Hummin’ Happy begins with some thunderous drumming and basic guitar chords, launching into an easy breezy tune about the everyday ongoings of life back in the 1960s. It is a strange listen lyrically, set to memorable but cliched 1960s sounds. This does not mean this song is bad, zero chance of that. Instead, it is a piece of music from its time, not beyond it. In any case, this does work wonderfully. Some of the drumrolls here towards the end are really insane sounding. Good to hear anyway.
Pass Time With The SAC is a very short piece just over a minute long. It is a sound texture and sonic based listening experience than an actual song here, complete with harmonica, which is unusual for this music. It is a short and interesting listening experience, very Hippie sounding, and unusual as well. Good to hear, however. It is over before you know it.
Incense And Peppermints is the title track and the most popular piece by Strawberry Alarm Clock. It has an unusual mixture of guitars and keyboards at the start of it, before launching into a semi-catchy tune that is about drug use and other strange experiences. A very weird and odd Pop/Rock piece that makes sense, given the timeframe and context of the musical world back then. Really weird, but that is Psychedelic music for you. A good and somewhat memorable listen throughout, this ends with an instrumental section and “sha-la-la” harmonies. Interesting to hear.
Unwind With The Clock is the last song on this album. It begins with some interesting and cliched 1960s organ and matching guitars, along with a Jazzy sounding drum section. The music in this song is quite good, and although it is instrumental, it maintains interest throughout. A really interesting piece of music, this predates lengthy and popular Progressive Rock jams by a few years. Xylophone also seeps in, which is fairly unusual.

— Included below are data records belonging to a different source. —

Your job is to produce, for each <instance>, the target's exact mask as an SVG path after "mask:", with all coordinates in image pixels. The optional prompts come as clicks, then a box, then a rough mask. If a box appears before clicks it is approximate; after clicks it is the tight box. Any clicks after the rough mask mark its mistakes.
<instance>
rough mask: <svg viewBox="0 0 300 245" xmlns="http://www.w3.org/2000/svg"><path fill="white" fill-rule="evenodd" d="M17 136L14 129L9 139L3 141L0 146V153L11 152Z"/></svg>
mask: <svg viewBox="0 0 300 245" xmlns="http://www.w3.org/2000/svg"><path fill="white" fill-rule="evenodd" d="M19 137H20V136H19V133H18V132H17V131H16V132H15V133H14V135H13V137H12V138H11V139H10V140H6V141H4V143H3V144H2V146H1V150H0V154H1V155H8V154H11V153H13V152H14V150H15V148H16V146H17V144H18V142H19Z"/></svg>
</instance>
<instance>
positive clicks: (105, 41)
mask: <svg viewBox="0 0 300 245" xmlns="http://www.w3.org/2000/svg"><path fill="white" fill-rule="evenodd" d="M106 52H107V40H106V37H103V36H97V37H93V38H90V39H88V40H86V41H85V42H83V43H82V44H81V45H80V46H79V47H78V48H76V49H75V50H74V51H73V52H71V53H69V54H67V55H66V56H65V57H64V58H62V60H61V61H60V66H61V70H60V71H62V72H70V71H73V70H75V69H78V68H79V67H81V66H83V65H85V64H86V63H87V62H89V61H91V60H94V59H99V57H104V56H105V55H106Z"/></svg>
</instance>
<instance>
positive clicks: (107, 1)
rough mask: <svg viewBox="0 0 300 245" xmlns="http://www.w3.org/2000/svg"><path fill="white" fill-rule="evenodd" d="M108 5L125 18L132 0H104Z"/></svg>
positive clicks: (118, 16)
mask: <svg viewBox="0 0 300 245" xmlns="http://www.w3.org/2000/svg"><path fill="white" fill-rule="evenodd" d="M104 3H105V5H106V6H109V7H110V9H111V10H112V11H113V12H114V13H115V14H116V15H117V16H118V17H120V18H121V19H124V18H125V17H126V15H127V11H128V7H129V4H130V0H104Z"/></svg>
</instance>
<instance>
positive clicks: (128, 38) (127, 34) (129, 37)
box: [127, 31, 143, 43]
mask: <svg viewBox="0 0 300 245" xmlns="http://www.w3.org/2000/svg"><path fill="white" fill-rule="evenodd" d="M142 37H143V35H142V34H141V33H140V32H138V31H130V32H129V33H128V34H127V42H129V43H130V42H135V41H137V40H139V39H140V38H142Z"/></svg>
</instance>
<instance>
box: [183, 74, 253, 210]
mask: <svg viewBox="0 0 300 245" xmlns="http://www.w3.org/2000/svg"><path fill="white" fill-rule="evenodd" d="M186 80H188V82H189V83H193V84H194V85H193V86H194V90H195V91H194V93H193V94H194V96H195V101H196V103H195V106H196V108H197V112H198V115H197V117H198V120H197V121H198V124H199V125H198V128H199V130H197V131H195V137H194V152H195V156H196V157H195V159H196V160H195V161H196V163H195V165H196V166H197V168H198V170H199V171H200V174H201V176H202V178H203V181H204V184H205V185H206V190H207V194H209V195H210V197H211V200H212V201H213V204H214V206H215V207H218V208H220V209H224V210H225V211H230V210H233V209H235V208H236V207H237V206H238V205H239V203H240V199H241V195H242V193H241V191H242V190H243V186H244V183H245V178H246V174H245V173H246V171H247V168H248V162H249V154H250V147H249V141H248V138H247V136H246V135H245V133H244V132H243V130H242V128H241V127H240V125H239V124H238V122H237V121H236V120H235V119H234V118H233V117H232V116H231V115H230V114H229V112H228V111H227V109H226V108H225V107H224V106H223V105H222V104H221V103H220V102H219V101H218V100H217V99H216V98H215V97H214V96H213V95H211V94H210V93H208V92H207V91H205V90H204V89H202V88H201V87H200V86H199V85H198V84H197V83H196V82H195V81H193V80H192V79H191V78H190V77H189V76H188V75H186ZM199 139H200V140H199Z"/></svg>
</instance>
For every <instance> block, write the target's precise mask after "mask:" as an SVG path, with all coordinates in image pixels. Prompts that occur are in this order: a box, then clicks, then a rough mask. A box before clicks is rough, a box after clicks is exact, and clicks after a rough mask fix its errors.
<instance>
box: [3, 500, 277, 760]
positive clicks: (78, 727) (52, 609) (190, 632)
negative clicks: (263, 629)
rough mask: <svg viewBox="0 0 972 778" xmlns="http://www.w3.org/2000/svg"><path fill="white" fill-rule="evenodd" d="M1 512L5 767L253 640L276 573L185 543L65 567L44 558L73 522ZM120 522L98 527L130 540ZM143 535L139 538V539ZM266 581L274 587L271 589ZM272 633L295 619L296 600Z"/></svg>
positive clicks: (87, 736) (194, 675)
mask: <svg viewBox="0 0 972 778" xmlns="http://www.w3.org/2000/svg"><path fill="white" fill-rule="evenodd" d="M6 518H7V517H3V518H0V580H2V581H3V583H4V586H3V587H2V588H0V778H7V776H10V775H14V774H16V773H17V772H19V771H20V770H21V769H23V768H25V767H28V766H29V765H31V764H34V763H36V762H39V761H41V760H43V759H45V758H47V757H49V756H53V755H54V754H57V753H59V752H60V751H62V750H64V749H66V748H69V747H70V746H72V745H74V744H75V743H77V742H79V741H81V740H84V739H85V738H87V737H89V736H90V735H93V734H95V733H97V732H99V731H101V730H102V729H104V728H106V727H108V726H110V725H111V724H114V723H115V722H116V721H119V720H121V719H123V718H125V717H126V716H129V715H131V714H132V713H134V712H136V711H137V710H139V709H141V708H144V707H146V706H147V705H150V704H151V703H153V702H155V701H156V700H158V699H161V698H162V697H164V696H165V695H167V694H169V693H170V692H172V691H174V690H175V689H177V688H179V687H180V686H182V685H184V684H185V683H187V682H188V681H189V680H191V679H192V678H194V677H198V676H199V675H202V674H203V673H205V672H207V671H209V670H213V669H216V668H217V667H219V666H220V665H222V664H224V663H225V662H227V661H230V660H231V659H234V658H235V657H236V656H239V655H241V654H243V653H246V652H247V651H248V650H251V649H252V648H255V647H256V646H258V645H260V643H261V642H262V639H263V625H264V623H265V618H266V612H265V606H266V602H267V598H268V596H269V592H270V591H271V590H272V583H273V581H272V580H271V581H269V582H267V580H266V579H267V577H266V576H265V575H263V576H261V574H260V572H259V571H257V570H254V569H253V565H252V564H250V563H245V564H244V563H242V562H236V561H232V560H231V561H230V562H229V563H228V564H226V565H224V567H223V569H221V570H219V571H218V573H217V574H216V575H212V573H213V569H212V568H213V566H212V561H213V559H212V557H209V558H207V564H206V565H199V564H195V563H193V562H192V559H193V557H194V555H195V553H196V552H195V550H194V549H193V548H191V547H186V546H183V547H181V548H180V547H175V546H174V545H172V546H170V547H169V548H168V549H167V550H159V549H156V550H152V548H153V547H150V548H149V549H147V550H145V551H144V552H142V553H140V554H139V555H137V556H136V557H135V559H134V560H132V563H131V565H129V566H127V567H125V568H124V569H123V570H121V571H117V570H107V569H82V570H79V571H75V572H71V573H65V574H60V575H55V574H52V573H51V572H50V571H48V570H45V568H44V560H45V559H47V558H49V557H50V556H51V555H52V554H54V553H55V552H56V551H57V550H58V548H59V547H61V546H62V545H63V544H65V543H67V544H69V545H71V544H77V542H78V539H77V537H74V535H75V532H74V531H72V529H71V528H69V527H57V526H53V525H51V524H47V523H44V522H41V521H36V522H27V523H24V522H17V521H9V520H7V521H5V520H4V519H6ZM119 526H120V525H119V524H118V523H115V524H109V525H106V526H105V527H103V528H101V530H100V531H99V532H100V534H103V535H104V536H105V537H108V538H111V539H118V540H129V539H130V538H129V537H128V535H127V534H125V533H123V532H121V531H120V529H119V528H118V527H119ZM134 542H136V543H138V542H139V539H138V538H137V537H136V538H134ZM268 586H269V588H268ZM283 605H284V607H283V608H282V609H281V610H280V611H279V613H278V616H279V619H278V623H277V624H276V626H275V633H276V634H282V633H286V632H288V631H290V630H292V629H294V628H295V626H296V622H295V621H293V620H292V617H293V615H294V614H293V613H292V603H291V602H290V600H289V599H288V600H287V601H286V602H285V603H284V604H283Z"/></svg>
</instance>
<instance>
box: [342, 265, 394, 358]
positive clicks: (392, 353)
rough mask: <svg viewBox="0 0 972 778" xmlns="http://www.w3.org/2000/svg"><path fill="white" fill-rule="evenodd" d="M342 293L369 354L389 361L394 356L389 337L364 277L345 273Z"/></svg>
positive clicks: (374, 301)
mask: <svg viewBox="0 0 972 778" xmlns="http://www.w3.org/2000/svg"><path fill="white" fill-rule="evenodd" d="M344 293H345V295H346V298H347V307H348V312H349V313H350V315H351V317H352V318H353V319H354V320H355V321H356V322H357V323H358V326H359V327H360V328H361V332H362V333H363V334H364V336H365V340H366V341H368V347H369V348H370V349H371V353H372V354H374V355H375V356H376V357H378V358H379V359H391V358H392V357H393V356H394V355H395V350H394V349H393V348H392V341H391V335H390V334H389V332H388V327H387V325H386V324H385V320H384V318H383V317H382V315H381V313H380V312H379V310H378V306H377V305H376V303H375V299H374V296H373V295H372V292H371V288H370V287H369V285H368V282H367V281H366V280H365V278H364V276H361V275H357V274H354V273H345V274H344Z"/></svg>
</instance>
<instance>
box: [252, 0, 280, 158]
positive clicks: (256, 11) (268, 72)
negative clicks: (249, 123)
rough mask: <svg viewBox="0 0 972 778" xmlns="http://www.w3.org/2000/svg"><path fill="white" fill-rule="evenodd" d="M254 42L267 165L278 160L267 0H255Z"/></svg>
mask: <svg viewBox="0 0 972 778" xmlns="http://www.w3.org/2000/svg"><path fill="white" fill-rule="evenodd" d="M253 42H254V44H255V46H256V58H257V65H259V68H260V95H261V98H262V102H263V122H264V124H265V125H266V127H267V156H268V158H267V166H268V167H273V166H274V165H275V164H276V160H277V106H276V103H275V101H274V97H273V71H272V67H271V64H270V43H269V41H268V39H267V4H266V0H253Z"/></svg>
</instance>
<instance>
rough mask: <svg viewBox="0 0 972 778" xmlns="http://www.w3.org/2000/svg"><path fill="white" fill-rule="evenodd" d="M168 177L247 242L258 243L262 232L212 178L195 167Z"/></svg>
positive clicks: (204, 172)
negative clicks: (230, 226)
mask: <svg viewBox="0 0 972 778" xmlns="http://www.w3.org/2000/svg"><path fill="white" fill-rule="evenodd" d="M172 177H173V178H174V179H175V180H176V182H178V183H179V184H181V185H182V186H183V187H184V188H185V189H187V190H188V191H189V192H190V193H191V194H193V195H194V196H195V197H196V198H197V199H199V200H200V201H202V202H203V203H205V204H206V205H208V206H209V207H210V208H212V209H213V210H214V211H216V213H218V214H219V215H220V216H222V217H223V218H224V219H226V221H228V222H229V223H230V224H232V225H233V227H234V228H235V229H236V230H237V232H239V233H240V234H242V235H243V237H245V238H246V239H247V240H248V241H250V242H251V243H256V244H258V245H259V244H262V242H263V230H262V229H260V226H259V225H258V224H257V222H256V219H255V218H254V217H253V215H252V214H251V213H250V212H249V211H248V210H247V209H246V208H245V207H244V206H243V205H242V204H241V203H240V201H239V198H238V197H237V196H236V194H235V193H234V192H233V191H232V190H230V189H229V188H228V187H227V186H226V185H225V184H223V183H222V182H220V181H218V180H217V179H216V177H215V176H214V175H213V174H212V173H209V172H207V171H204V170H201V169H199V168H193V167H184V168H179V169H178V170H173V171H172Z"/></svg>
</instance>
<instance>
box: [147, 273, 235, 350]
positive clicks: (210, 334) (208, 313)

A very quirky and different sounding piece of music, this has some impressive sounds and playing on it. A good instrumental to finish a decent but dated album, this is quirk central. In the second half is another brilliant drum solo that is thunderous and awesome, just as the band quickly follow. The tune concludes with some singing and is a genuine thank you to the listener. Great music from a completely different era. There are some spacey sounds to conclude with.
This isn’t the best Psychedelic Pop/Rock album of the 1960s. However, Strawberry Alarm Clock has made a lasting impression with this album release. For all its flaws, it is a good, interesting and somewhat trashy fun listen to blast at your family or neighbourhood to show others groovy you are. If you dig late 1960s Psychedelia, this is ideal for you. Otherwise, if you need something a bit better, Pink Floyd may be a better starting place than here. Still, one can appreciate this solid effort.